Nem parece, mas o 17 de novembro de 2016 já é um dia distante no calendário. Naquela manhã de quinta-feira – partindo de Caxias do Sul, Rio Grande do Sul -, iniciava-se a tão sonhada Expedição Trotaméricas.

Muita coisa aconteceu desde então. Muita mesmo! Então, para comemorar esse marco de 100 dias viajando, decidi responder as perguntas que mais me fazem a respeito da viagem.

Vamos lá, comecemos pelo começo: cem dias é tempo pra caramba! Não seria nada fácil lembrar tudo que aconteceu nesse período, mas felizmente tenho meu caderninho de anotações e uma planilha de Excel completinha pra me ajudar.

Primeira pergunta que mais escuto:

Como você consegue viajar tanto tempo? De onde tira a grana?

Bom, sou um assalariado como a imensa maioria dos brasileiro. Não venho de família rica e pago todos os custos da viagem com meu próprio dinheiro. Ah, e não tenho um grande salário também: para realizar a Expedição Trotaméricas eu precisei economizar durante quase 2 anos e pedir uma licença não-remunerada do trabalho.
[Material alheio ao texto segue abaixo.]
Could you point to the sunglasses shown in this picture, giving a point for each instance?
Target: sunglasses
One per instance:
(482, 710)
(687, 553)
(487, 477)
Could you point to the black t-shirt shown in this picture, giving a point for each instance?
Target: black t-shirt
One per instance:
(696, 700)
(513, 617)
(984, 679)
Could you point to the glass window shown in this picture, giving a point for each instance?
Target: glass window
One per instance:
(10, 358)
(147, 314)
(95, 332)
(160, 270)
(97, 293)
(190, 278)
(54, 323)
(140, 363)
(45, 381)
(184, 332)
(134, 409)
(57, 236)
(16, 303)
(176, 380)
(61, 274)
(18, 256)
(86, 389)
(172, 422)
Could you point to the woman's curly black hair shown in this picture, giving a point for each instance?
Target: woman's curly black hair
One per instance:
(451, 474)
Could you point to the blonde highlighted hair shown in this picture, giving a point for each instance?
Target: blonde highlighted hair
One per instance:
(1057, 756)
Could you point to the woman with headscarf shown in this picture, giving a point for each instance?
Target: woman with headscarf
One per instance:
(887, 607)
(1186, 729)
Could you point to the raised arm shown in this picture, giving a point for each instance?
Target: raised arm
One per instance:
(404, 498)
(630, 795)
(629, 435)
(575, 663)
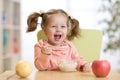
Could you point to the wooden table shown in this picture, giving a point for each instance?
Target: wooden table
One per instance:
(57, 75)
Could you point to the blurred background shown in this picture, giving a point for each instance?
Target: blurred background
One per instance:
(16, 44)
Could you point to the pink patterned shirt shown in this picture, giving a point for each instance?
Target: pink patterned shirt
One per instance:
(49, 62)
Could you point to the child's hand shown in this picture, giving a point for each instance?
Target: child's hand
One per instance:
(86, 67)
(46, 50)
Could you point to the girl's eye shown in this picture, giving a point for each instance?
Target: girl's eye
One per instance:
(53, 26)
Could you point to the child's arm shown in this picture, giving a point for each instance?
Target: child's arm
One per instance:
(82, 64)
(41, 60)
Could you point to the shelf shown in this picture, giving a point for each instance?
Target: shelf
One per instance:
(10, 40)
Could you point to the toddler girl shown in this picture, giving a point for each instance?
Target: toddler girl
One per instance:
(59, 28)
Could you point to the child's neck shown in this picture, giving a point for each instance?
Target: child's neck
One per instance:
(55, 45)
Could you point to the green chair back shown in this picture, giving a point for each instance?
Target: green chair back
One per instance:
(88, 44)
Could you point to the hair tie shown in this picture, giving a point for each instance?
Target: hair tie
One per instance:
(42, 13)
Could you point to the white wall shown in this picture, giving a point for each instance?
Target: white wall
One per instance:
(83, 10)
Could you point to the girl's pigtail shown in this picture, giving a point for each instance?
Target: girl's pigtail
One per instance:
(74, 29)
(32, 21)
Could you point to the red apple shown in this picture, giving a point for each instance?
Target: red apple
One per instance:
(101, 68)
Ou seja, a viagem é financiada com economias e um pequeno sacrifício de ficar um ano inteiro sem salário.

E o site, não dá dinheiro?

A ideia do site surgiu como o propósito de compartilhar as experiências da viagem e eternizar minhas próprias memórias. Momentaneamente não recebo nenhuma renda pela elaboração de conteúdo, mas conto com o apoio da Brasil na Web, quem me oferece o domínio e a plataforma de gerenciamento gratuitamente.
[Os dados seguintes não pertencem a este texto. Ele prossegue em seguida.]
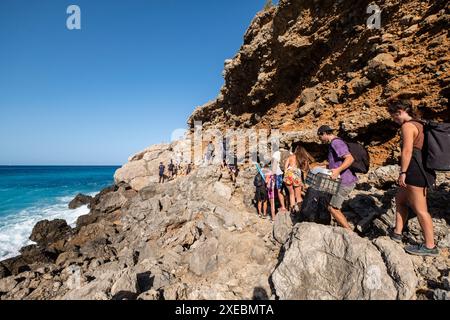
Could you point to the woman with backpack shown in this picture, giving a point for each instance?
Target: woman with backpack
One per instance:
(413, 180)
(296, 165)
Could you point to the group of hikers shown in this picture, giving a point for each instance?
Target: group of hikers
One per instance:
(174, 169)
(286, 176)
(287, 173)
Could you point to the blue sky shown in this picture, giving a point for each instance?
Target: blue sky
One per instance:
(133, 73)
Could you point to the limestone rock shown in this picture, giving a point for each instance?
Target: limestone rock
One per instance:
(331, 263)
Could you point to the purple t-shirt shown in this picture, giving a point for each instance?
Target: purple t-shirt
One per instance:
(338, 149)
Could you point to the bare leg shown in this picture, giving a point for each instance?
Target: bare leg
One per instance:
(281, 198)
(418, 201)
(272, 208)
(401, 214)
(291, 197)
(298, 194)
(339, 217)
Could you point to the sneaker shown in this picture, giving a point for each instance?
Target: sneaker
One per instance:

Qual o país em que você passou mais tempo?

Até agora o Peru é o líder isolado com 43 dias. Foi o primeiro país inédito da viagem, o melhor custo-benefício, a melhor gastronomia, o lugar onde passei a viajar num ritmo mais sossegado depois de uma alucinada jornada pela Patagônia… enfim, foi um lugar muito especial onde eu me reencontrei com o Rafa mochileiro que tanto me faz evoluir como ser humano e vivenciar experiências únicas.

Onde você dorme?

Bom, isso “vareia”. No começo da viagem, quando eu ainda viajava de carro com o Tim, pernoitávamos muito no próprio veículo para contrabalançar o elevado gasto com combustível, pedágios e seguros. Posteriormente, passei a usar mais o Couchsurfing e o Workaway como formas de acomodação solidária e imersão cultural.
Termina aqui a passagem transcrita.